How to make Picadillo con Calabacitas
Ingredients
1 pound ground chuck
1 teaspoon kosher salt
1 teaspoon pepper
1/2 teaspoon granulated garlic
1/2 teaspoon cumin
1 cup onion finely diced
2 garlic cloves minced
1 poblano diced
4 vine-ripened tomatoes dice 1 and roughly chop the other 3
2 serrano peppers
1/2 cup water
2 teaspoons knorr chicken bouillon powder
1 cup corn fresh or frozen
1 medium zucchinis diced, about 2½ cups
1/3 teaspoon mexican oregano crushed
cilantro for garnish
tostadas to serve
Instructions:
Step 1:
Preheat skillet to medium heat for 5 minutes.
Add the ground chuck.
Season with salt, pepper, granulated garlic and cumin.

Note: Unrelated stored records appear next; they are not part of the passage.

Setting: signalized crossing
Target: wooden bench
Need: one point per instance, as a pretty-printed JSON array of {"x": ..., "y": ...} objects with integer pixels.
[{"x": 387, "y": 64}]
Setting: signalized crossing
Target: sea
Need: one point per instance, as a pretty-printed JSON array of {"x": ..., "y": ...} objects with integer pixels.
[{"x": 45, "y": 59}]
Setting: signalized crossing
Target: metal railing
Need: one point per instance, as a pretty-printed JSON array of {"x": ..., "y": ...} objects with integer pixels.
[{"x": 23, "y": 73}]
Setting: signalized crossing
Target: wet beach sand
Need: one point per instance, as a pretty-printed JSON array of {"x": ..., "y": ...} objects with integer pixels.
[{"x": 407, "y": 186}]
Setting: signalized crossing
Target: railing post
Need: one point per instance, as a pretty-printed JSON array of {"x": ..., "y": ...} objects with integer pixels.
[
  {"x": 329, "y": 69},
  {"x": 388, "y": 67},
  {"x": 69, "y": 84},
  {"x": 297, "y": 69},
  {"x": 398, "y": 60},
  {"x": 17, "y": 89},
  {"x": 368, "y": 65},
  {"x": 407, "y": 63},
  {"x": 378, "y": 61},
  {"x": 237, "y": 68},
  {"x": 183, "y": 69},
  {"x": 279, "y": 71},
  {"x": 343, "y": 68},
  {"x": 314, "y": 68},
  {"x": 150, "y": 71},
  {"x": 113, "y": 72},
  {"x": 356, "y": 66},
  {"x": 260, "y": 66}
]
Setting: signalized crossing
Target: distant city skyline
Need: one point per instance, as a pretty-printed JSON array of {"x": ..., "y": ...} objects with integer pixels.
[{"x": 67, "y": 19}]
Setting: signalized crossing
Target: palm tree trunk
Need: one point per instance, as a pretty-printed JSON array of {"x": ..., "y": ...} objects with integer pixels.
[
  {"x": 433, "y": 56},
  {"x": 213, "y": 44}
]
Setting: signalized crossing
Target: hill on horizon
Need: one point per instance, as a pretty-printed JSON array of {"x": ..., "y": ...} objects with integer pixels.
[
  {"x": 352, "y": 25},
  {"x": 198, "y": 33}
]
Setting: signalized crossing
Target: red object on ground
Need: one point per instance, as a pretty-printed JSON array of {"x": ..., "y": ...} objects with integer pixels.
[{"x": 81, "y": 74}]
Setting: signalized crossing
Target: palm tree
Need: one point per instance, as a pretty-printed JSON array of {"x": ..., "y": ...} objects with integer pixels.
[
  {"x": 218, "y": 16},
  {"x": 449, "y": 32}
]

Cook until nicely browned, using a wooden spoon to break down and crumble
Step 2:
Drain off excess fat.
Push the beef to one side.
Add the onions, garlic and poblano.
Saute for 3-4 minutes, eventually working into the ground beef.
Step 3:
Add the reserved diced tomato (1 tomato) into the skillet.
Stir well to combine and cook for 3 minutes.
Step 4:
To the blender, add the remaining tomato, 1 serrano pepper, bouillon and ½ cup of water.
Blend on high until smooth.
Pour into skillet.
Stir well to combine.
When it comes to a boil, taste for salt and pepper.
Add the remaining serrano pepper whole to the picadillo.
Step 5:
Stir in the corn, zucchini and oregano.
Reduce heat slightly and continue cooking for 10-15 minutes, stirring as needed.
Remove from heat and let sit for 10 minutes before serving.
Serve on tostadas or serve with warm tortillas!
A side of rice and beans are perfect!